All I meant was that I initially thought that you were trying to
replace the FPI thing with something at the same level of ambition,
that could work in a low context way. But I now see that you're
actually talking about something quite a bit more ambitious for
Postgres 16, which is structurally similar to a freezing strategy,
from a code point of view -- it relies on high-level context for the
VACUUM/table as a whole. I wasn't equating it with the eager freezing
strategy in any other way.

It might also be true that this other thing happens to render the FPI
mechanism redundant. I'm actually not completely sure that it will
just yet. Let me verify my understanding of your proposal:

You mean that we'd take the page LSN before doing anything with the
page, right at the top of lazy_scan_prune, at the same point that
"fpi_before" is initialized currently. Then, if we subsequently
dirtied the page (as determined by its LSN, so as to focus on "dirtied
via WAL logged operation") during pruning, *and* if the "lsn_before"
of the page was from before our cutoff (derived via " lsn_threshold =
insert_lsn - (insert_lsn - lsn_of_last_vacuum) * 0.1" or similar),
*and* if the page is eligible to become all-frozen, then we'd freeze
the page.

That's it, right? It's about pages that *we* (VACUUM) dirtied, and
wrote records and/or FPIs for already?

> I suspect the absolute worst case of "always freeze dirty pages" is when a
> single tuple on the page gets updated immediately after every time we freeze
> the page - a single tuple is where the freeze record is the least space
> efficient. The smallest update is about the same size as the smallest freeze
> record. For that to amount to a large WAL increase you'd a crazy rate of such
> updates interspersed with vacuums. In slightly more realistic cases (i.e. not
> column less tuples that constantly get updated and freezing happening all the
> time) you end up with a reasonably small WAL rate overhead.

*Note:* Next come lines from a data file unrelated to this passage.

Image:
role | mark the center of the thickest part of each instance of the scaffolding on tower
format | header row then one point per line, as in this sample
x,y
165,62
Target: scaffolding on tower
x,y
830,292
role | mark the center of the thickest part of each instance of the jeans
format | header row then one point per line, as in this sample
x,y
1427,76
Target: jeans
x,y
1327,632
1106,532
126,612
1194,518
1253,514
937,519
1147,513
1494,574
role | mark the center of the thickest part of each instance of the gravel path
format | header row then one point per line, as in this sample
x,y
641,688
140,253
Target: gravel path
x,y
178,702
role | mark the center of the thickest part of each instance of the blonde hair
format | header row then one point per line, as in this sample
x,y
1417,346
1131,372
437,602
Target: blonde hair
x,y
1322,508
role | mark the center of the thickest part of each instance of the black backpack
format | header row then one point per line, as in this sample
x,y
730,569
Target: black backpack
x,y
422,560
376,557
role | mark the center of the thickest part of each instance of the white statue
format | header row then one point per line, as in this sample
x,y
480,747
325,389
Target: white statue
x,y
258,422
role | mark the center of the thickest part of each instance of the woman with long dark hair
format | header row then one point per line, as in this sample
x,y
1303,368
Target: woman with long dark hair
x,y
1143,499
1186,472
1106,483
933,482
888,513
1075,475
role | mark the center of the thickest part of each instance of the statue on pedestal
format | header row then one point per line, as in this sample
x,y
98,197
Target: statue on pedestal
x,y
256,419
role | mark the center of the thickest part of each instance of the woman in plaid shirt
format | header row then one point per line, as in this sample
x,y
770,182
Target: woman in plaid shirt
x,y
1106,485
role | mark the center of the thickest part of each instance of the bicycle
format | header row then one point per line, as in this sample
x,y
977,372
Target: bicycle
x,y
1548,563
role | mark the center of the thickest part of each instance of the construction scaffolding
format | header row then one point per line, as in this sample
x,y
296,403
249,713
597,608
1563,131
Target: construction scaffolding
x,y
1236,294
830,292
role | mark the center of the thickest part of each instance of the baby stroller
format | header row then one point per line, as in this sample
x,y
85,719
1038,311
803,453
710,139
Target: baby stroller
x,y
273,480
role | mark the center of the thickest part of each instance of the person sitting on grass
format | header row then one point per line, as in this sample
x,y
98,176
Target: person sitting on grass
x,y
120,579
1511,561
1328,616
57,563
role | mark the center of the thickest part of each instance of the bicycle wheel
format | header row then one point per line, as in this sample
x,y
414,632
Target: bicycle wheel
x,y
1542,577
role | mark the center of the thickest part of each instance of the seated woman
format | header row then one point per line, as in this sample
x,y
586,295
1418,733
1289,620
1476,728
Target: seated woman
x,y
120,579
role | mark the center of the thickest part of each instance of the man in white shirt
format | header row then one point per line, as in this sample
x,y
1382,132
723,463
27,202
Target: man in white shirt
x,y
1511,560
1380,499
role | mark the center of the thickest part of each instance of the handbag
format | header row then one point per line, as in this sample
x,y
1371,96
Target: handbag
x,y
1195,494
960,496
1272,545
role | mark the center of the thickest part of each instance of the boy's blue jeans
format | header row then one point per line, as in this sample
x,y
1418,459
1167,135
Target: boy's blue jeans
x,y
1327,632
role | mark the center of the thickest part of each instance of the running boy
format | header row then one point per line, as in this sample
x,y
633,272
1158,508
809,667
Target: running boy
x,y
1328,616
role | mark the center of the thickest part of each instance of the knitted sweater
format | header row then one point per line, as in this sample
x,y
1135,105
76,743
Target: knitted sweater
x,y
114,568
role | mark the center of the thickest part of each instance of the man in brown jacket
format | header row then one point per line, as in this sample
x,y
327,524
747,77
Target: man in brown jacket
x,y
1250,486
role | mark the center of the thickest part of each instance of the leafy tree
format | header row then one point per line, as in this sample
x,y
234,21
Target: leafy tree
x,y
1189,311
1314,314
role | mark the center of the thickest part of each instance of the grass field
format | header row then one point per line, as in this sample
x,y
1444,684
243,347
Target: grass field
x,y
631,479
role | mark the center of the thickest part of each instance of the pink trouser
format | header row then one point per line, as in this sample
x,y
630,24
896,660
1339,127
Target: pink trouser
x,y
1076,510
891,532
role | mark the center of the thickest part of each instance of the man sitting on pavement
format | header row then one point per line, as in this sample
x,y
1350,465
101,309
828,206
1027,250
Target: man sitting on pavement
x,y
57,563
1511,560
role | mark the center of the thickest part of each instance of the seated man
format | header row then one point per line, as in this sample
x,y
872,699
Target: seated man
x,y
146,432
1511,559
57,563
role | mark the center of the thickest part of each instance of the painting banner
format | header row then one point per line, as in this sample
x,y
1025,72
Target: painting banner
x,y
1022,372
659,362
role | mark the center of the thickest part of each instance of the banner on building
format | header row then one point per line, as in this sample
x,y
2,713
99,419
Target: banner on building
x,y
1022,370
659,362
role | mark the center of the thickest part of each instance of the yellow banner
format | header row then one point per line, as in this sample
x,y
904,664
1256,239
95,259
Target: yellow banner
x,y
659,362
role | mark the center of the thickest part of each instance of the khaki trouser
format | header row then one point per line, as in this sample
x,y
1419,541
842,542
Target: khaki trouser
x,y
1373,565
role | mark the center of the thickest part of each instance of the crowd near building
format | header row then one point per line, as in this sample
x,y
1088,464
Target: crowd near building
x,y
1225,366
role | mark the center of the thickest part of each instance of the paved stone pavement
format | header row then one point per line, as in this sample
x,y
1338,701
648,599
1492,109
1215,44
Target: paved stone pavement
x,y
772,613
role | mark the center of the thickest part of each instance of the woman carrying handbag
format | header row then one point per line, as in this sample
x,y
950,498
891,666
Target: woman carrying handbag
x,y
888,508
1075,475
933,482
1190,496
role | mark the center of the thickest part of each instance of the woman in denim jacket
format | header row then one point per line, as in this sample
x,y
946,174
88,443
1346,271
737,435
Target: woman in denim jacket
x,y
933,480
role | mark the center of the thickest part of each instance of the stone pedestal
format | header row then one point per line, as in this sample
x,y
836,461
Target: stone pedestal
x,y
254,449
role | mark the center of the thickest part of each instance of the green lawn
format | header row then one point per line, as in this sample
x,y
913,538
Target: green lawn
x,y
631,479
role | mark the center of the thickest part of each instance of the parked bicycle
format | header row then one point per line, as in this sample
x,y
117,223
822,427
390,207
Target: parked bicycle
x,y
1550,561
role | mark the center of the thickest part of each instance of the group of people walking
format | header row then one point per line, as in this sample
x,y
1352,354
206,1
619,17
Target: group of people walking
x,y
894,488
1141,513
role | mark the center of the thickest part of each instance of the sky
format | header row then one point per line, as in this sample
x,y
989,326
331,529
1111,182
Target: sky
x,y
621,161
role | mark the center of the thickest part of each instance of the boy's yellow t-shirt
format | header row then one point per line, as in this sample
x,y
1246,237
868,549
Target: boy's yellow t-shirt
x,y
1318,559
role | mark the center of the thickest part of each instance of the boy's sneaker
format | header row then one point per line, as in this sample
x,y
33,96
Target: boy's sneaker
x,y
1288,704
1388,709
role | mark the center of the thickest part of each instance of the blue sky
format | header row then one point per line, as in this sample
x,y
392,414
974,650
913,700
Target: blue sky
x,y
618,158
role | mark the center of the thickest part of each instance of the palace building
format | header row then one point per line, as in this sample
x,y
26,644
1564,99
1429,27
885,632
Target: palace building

Other thing is that we'd be doing this in situations where we already
know that a VISIBLE record is required, which is comparable in size to
a FREEZE_PAGE record with one tuple/plan (around 64 bytes). The
smallest WAL records are mostly just generic WAL record header
overhead.

> Obviously that's a pointless workload, but I do think that
> analyzing the "outer boundaries" of the regression something can cause, can be
> helpful.

I agree about the "outer boundaries" being a useful guide.

> I think one way forward with the eager strategy approach would be to have a
> very narrow gating condition for now, and then incrementally expand it in
> later releases.
>
> One use-case where the eager strategy is particularly useful is
> [nearly-]append-only tables - and it's also the one workload that's reasonably
> easy to detect using stats. Maybe something like
> (dead_tuples_since_last_vacuum / inserts_since_last_vacuum) < 0.05
> or so.
>
> That'll definitely leave out loads of workloads where eager freezing would be
> useful - but are there semi-reasonable workloads where it'll hurt badly? I
> don't *think* so.

I have no further plans to work on eager freezing strategy, or
anything of the sort, in light of recent developments. My goal at this
point is very unambitious: to get the basic page-level freezing work
into a form that makes sense as a standalone thing for Postgres 16. To
put things on a good footing, so that I can permanently bow out of all
work on VACUUM having left everything in good order. That's all.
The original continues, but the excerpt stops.